Biofuels Produced by Fischer-Tropsch Synthesis over Silica-supported Iron-Based Catalysts Prepared by Autocombustion Method

Abstract

The purpose of this study was to evaluate the effect of different silica types on iron (Fe)-based catalysts containing copper and potassium prepared by autocombustion for direct use in Fischer-Tropsch Synthesis (FTS) without a reduction step. The catalysts were characterized through nitrogen (N₂) adsorption, X-ray diffraction (XRD), and transmission electron microscopy (TEM). The FTS performance of each catalyst was evaluated in a fixed-bed reactor at 300 ^◦C, 1.0 MPa, a catalyst weight to volume flow rate of 10 g_cat h/mol and a hydrogen (H₂)/carbon monoxide (CO) molar ratio of 1. The pore size of the silica had an important influence on the formation of the Fe active phases and subsequent FTS activity.

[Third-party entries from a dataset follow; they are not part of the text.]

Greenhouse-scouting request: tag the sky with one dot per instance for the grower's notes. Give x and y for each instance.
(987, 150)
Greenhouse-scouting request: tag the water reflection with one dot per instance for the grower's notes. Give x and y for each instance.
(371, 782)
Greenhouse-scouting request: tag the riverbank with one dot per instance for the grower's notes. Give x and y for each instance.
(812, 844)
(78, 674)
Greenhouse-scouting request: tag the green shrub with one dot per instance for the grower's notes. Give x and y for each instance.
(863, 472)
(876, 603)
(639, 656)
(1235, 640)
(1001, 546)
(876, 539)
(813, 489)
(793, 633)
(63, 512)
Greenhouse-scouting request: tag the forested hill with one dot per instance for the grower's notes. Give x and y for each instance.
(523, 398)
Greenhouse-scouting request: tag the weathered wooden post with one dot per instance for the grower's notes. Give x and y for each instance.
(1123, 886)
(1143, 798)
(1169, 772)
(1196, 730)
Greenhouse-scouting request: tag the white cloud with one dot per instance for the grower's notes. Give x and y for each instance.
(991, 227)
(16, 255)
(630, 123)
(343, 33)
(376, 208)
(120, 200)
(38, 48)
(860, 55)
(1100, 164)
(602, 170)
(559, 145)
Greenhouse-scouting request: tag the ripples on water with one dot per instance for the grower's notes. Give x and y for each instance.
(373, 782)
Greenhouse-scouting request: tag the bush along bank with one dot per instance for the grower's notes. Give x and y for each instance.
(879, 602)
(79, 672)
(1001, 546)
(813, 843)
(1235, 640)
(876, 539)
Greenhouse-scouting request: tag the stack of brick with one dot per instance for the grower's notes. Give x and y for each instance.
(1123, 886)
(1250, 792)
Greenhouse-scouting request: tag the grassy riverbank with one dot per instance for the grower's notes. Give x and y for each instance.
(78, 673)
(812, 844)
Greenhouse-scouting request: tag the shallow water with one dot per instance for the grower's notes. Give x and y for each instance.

The presence of iron carbide (Fe_xC), which is known to be one of the active Fe phases, was demonstrated by the XRD and TEM analyses. Larger crystallite sizes in the large pores were much easier to accommodate Fe_xC than the smaller crystallite sizes in the small pores. The Fe-based catalysts supported on the silica with the largest pores gave the highest CO conversion level at 86.5%, with a 28.1% C_2–4 selectivity and 17.3% C₅₊ selectivity under these operating conditions. Interestingly, this is an alternative approach to synthesize nanostructured metallic catalysts on silica and to produce clean biofuel for the fuel industry and transportation.